Pendapat Hukum Terkait Pencopotan Kalapas Wajibkan Baca Al-Qur’an

Oleh, Chandra Purna Irawan,S.H.,M.H. (Ketua Eksekutif Nasional BHP KSHUMI & Sekjen LBH PELITA UMAT)

Penerapan syarat pembebasan berupa wajib baca Alquran di Lembaga Pemasyarakatan (Lapas) Kelas II B Polewali Mandar (Polman), Sulawesi Barat. Menkumham Yasonna H Laoly menyatakan ketika wajib baca Alquran diterapkan sebagai syarat pembebasan itu melampaui kewenangan kalapas.
Yasonna pun menonaktifkan Kepala Lapas B Polman Haryoto yang menerapkan aturan wajib membaca Alquran bagi narapidana Islam yang menjalani pembebasan bersyarat. Aturan yang diterapkan tersebut ternyata berujung polemik dan menjadi pemicu kerusuhan di sana.

Sumber : https://m.republika.co.id/amp/ptmrbp377

Berkaitan dengan hal tersebut diatas saya akan memberikan pendapat hukum (legal opini) sebagai berikut;

PERTAMA, bahwa penerapan aturan “wajib” baca Al-Quran sudah sesuai dengan Pasal 14 ayat (1) UU No.12 Tahun 1995 tentang Pemasyarakatan, mengatur mengenai hak narapidana di dalam lapas. “Narapidana berhak: a. melakukan ibadah sesuai dengan agama atau kepercayaannya; b. mendapat perawatan, baik perawatan rohani maupun jasmani; c. mendapatkan pendidikan dan pengajaran;”. Tetapi penerapan aturan tersebut patut ditopang dengan kebijakan mempermudah narapidana dapat menunaikan syarat tersebut yaitu dapat membaca Al-Qur’an seperti tersedianya tenaga pengajar dan ketersediaan sarana.

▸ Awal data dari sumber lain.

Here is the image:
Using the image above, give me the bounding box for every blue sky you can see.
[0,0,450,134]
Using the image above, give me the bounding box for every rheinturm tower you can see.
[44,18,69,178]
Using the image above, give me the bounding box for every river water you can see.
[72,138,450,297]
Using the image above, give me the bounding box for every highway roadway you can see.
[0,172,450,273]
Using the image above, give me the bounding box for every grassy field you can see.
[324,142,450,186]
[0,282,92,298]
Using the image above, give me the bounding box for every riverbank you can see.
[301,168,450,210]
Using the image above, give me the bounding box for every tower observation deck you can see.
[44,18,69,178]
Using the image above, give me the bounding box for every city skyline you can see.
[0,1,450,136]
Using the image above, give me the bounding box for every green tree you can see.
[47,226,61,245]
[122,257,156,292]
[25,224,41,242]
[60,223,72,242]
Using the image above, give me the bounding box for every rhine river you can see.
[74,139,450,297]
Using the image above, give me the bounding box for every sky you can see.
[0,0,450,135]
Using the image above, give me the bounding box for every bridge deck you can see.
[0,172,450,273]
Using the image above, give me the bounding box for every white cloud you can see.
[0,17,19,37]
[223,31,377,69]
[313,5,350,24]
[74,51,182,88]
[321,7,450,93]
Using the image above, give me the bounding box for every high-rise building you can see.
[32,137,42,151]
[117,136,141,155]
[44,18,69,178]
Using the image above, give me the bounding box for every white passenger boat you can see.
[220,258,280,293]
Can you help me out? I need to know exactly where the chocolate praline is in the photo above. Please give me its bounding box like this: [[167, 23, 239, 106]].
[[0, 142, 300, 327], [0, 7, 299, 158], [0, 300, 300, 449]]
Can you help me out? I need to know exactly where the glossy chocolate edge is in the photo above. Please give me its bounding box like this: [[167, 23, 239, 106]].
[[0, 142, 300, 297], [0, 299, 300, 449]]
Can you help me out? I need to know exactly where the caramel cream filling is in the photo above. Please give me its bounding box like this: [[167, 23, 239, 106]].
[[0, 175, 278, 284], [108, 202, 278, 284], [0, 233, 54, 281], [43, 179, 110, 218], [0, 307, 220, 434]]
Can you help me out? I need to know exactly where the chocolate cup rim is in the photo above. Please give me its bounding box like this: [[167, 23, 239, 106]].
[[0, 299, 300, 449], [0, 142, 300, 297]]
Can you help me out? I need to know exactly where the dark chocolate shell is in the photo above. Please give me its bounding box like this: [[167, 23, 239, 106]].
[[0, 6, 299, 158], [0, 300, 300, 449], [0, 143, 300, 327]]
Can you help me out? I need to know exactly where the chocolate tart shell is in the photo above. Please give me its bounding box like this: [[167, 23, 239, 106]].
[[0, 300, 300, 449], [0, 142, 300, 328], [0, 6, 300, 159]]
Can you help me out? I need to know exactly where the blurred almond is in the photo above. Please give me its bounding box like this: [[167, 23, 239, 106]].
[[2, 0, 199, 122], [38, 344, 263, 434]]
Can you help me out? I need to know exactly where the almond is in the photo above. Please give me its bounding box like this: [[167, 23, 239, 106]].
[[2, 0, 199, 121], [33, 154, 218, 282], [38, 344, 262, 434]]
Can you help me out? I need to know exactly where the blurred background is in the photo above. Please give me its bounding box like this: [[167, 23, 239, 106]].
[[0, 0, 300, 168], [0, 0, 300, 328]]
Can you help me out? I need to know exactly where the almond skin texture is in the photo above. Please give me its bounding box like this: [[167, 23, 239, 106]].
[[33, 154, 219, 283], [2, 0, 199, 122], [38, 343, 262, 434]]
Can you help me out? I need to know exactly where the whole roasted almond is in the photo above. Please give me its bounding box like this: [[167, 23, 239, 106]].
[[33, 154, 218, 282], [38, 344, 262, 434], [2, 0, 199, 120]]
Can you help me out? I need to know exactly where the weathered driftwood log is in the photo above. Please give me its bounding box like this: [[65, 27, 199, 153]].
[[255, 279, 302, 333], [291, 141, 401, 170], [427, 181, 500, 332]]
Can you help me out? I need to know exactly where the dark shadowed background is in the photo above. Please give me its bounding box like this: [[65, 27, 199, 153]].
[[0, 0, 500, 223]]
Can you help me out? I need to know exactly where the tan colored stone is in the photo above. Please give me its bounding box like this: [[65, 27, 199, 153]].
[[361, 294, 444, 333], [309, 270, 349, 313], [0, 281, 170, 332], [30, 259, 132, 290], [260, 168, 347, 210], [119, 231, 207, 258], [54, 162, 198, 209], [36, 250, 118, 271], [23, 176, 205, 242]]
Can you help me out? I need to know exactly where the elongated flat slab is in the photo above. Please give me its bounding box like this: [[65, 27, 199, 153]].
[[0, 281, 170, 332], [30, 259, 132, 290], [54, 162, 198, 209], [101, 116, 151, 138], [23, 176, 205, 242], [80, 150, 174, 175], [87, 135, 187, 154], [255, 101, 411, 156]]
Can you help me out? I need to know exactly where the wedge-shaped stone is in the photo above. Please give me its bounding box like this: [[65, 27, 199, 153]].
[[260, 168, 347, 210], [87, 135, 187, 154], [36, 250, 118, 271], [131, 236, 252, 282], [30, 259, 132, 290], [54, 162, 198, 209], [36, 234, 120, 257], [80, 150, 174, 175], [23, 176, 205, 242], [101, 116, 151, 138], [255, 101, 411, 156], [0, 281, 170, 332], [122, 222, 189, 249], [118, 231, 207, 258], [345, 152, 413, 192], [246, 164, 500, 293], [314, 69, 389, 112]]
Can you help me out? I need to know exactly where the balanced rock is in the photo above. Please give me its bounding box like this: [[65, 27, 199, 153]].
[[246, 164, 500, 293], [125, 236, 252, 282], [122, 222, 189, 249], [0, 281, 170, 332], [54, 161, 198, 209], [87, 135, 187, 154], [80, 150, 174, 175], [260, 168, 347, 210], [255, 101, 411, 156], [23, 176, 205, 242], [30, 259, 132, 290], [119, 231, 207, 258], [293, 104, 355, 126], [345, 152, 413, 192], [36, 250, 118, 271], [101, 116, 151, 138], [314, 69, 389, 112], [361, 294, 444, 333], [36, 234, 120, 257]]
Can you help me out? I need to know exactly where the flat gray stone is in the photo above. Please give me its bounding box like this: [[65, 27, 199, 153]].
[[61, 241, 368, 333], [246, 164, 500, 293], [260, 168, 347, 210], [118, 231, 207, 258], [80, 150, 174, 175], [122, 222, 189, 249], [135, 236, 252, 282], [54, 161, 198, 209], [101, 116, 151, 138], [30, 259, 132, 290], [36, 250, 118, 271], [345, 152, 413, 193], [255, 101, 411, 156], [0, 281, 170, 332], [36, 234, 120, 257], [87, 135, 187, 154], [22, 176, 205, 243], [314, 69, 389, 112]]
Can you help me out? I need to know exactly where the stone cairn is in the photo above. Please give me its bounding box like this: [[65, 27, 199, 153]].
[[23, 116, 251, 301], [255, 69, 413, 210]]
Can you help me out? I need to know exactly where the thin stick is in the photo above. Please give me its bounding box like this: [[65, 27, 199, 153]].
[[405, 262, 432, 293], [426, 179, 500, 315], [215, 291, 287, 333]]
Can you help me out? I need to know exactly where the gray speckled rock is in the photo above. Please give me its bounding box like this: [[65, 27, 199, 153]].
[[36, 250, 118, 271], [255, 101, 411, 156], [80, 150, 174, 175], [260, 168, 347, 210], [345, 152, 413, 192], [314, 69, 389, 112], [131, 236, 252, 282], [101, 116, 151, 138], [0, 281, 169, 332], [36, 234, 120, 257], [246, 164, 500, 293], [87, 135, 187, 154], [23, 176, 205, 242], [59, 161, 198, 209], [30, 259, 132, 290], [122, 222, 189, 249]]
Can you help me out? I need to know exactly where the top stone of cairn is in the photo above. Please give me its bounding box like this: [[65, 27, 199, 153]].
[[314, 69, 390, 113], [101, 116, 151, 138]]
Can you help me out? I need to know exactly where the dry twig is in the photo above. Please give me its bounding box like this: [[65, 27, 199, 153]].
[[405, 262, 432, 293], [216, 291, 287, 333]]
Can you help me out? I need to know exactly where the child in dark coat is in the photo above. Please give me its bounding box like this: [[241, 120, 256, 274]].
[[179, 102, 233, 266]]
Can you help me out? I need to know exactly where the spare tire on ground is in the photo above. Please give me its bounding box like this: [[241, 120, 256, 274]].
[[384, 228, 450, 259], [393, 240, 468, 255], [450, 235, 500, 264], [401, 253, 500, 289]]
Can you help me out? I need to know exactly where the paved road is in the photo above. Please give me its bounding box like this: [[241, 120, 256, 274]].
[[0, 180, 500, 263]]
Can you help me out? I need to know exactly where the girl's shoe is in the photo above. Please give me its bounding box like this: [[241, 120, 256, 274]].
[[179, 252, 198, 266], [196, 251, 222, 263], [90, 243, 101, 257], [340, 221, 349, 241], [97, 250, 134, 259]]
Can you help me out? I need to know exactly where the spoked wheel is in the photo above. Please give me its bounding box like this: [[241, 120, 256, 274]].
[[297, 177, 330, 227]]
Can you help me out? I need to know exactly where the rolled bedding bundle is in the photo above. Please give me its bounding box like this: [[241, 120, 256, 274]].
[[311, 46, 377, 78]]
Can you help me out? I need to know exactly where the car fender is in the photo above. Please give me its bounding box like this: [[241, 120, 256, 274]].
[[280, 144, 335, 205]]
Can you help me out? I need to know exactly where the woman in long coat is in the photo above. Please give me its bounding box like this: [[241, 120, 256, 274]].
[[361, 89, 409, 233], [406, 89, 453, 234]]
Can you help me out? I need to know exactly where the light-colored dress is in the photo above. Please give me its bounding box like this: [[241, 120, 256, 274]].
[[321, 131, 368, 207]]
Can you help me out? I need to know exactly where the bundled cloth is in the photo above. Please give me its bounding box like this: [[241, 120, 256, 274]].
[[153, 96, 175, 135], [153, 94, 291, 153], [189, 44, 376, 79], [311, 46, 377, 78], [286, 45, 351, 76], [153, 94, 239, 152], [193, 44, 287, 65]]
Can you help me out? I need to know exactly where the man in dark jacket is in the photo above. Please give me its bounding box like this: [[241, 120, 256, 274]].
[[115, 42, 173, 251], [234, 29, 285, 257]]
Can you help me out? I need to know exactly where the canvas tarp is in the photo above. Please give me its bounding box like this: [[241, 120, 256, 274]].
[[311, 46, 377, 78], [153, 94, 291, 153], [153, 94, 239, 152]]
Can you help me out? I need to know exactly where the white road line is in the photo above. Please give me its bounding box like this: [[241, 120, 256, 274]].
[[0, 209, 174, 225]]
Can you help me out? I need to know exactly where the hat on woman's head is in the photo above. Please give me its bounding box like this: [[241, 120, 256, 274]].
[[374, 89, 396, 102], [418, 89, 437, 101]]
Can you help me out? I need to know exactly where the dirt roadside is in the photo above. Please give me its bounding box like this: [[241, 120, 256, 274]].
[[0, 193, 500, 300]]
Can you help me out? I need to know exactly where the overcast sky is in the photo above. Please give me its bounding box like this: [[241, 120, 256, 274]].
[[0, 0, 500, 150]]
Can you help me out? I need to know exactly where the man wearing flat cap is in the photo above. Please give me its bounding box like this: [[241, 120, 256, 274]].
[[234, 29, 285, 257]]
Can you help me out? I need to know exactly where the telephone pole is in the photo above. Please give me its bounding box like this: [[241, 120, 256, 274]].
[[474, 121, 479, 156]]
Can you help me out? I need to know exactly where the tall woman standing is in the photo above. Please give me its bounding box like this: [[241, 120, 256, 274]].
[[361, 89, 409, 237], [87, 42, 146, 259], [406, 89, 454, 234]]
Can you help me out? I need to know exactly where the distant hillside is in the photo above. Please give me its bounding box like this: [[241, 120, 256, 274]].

KEDUA, bahwa saya menduga program baca Al-Qur’an adalah dalam rangka membentuk narapidana berkelakuan baik sesuai berdasarkan Pasal 82 Permenkumham 3/2018. Saya berpendapat bahwa pada pokoknya kalapas dapat diperkenankan membuat program bagi warga binaan agar tujuan terbentuk berkelakuan baik dapat tercapai.

KETIGA, bahwa penerapan syarat baca Alquran saya menduga bukan suatu kewajiban atau syarat mutlak bagi narapidana melainkan sebagai pendukung, oleh karena itu program tersebut patut didukung sebagai sebuah program langkah maju agar narapidana dapat membaca dan/atau mau belajar Alquran. Program tersebut sebagai stimulus atau rangsangan agar terpacu belajar membaca Al-Qur’an.

KEEMPAT, bahwa pernyataan Yasonna terkait Aturan yang diterapkan tersebut ternyata berujung polemik dan menjadi pemicu kerusuhan di sana.  Menurut saya perlu dibentuk tim investigasi dari unsur pemerintah dan independen apakah betul pernyataan Yasonna bahwa polemik dan kerusuhan tersebut dipicu oleh adanya program baca Al-Qur’an. Tim investigasi ini penting agar tidak menimbulkan praduga buruk dari masyarakat atau dikhawatirkan muncul praduga masyarakat Yasonna anti Al-Qur’an atau dikhawatirkan muncul praduga lain yaitu rezim anti Islam.